Well I am finally writing the thing I hoped I would never have to do. On my 4th canceranniversary plus one day I had a scan and the results were not good in so much that my cancer is progressing. My long suffering oncologist has tried me on everything available and it seems that I am now chemo refractory.
I have had all the drugs agailable including 2 years on Avastin and a whole year on weekly Taxol. I had 6 months on Myocet (caelyx equivelant) and even retried Carboplaitin alone after a 2 year break not to mention the normal frontline treatments of Carbo/taxol then Carbo/Gemcitabin.
I had hoped to have another bash on Caelyx but due to a build up of all the drugs I have been on continually, without any remission, the contractability of my left ventricle has reduced and so my oncologyst will not risk anymore Doxorubisin (Caelyx) type drugs which are known to have adverse effects on the Left ventricle contractibility. Also, although very rare, Avastin can cause problems with the heart, so all in all my poor old body which has put up with so much treatment not to mention three major operations, is finally trying to tell us all something. I did also have a short course on Topotecan but that did nothing for me so it was quickly ditched.
Anyway after being told the final news last night I am now facing up to the fact that this terrible cancer has beaten me! But I do not believe it as actually in spite of everything I am still very well and lead a normal life looking after one of my grandchildren age 2 years, twice a week and running my own equestrian centre, well partly now as my children have taken most on for me, but I still do the accounts etc.

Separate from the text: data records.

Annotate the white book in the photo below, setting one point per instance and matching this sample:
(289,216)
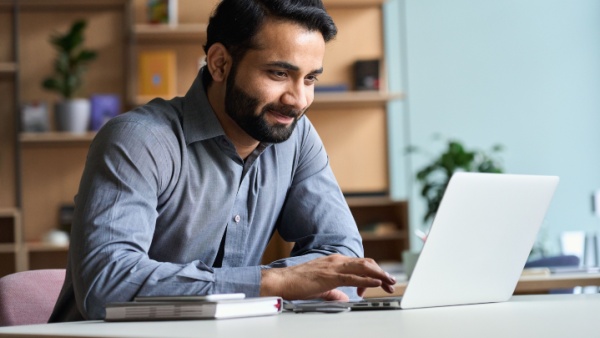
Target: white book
(186,309)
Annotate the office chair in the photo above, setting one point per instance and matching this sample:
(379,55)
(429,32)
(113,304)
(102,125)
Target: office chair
(28,297)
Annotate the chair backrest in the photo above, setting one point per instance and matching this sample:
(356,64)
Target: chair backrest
(28,297)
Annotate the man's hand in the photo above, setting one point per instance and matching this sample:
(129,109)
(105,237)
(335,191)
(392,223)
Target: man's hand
(320,277)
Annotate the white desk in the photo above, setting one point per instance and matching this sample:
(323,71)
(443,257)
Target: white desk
(546,316)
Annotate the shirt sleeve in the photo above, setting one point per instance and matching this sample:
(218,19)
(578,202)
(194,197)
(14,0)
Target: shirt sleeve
(315,215)
(128,167)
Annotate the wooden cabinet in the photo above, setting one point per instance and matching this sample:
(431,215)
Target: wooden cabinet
(11,257)
(383,226)
(39,172)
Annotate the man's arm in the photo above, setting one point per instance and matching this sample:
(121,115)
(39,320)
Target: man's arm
(128,168)
(328,248)
(320,277)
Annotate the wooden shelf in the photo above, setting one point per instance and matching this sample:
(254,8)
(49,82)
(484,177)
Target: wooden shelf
(152,32)
(44,247)
(8,248)
(354,99)
(8,212)
(8,67)
(70,4)
(56,137)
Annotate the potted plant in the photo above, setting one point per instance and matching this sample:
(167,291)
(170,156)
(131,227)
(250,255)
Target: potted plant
(435,176)
(72,114)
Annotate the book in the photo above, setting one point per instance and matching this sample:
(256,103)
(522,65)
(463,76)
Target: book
(189,309)
(34,117)
(162,12)
(157,73)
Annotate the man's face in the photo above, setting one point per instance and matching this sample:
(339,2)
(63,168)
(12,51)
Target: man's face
(271,88)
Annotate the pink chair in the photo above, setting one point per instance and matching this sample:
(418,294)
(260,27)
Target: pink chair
(28,297)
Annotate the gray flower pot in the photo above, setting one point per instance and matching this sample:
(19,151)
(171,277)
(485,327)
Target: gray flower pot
(73,115)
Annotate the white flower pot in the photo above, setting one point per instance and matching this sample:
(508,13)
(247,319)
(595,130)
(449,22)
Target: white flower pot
(73,115)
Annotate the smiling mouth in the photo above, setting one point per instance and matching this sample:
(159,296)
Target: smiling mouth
(282,118)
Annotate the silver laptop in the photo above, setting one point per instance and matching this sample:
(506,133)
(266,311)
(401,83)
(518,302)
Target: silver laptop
(478,243)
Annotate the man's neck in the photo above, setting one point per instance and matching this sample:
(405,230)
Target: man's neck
(244,143)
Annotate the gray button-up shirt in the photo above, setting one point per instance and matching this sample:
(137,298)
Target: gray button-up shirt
(163,186)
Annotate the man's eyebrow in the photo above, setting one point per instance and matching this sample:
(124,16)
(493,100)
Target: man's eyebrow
(289,66)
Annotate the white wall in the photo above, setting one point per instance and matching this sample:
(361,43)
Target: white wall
(522,73)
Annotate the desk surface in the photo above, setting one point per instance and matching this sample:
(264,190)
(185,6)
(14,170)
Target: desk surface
(547,316)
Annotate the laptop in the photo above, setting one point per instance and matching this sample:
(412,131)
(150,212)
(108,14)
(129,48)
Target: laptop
(478,243)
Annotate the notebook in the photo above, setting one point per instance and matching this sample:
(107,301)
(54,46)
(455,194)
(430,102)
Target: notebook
(478,243)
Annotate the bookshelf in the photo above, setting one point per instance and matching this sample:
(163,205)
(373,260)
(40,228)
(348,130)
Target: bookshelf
(352,124)
(40,171)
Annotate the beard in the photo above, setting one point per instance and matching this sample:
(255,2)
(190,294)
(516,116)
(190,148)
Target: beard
(242,108)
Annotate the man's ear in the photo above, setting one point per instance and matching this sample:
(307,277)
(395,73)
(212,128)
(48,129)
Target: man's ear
(218,62)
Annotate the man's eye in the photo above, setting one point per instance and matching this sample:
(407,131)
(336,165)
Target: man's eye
(312,78)
(278,73)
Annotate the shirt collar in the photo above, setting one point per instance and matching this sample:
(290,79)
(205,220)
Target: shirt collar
(199,119)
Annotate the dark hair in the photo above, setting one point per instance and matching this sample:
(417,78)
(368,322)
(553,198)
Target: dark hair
(235,23)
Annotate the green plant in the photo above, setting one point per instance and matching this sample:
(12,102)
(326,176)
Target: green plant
(71,61)
(435,176)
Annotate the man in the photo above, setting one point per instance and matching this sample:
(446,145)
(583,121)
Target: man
(181,197)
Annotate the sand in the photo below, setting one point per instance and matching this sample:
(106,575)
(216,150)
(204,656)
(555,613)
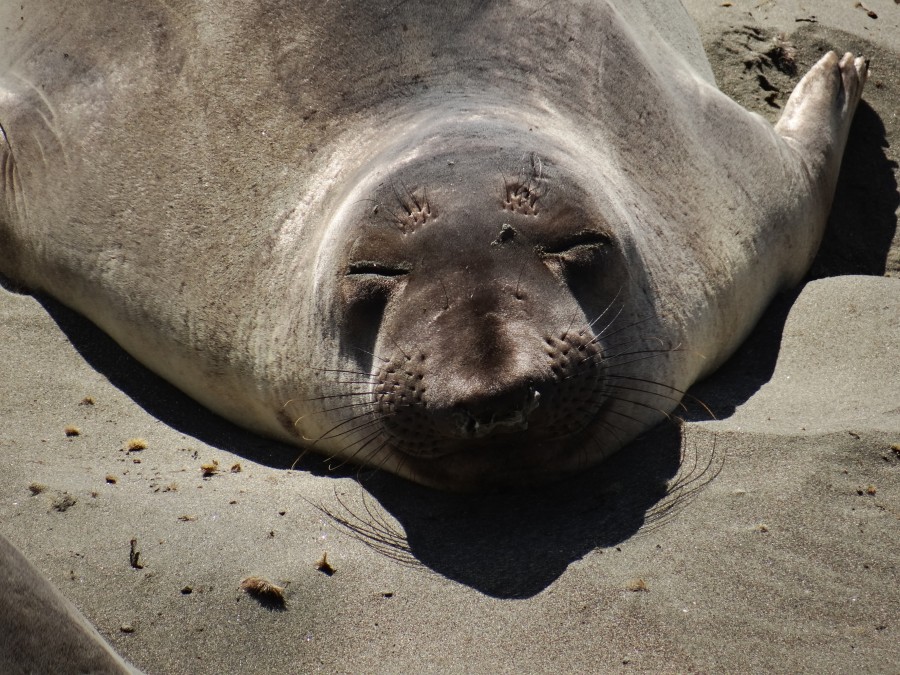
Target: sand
(772,547)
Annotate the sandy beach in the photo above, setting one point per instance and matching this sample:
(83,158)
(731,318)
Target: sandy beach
(764,540)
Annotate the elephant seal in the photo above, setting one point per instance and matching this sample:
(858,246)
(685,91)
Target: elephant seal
(472,243)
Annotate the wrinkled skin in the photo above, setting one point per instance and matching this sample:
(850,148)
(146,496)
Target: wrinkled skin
(471,243)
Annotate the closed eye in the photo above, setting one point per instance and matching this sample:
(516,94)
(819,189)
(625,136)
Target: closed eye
(370,267)
(591,239)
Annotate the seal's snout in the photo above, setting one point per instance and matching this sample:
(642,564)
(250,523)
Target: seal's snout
(506,413)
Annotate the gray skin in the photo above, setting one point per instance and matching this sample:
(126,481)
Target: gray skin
(472,243)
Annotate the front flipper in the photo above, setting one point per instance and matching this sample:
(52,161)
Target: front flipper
(816,120)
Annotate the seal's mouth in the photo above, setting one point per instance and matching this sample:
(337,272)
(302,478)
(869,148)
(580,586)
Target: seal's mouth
(470,425)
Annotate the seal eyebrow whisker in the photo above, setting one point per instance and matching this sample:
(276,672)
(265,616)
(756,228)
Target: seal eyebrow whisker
(607,308)
(519,281)
(400,349)
(604,334)
(365,440)
(373,355)
(623,387)
(347,372)
(446,296)
(349,420)
(328,410)
(373,531)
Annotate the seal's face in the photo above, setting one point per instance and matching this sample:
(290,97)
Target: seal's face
(479,312)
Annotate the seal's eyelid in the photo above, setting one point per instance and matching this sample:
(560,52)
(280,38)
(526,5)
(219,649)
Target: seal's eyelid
(364,267)
(585,238)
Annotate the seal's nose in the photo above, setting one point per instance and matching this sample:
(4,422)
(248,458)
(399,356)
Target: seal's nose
(504,413)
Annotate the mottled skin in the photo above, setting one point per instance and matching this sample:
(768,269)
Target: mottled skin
(469,242)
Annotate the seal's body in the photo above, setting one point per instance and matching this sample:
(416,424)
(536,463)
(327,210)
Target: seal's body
(468,242)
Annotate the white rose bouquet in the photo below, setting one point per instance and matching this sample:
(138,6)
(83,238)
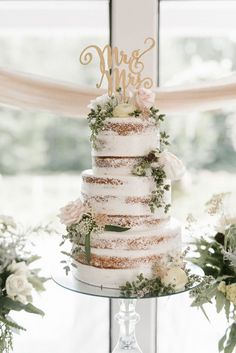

Anyway the one thing I did salvage from the meeting was that the progression was very slow and because I am so well my oncologist is putting me forward to look at three clinical trials in different parts of the country. I am going to make a trip to Glasgow where there a suitable trial, something to do with a virus I think, then there is Mount Vernon in Middlesex and my local at Christies, Manchester. Think we are going to be doing a lot of travelling but if it will extend my life I will travel the world.
My question is, does anyone know anything about any of these trials or indeed has any experience of any trials at all as this is new ground for me so I am hopeing for some positive feedback to latch on to at this stage of my difficult journey.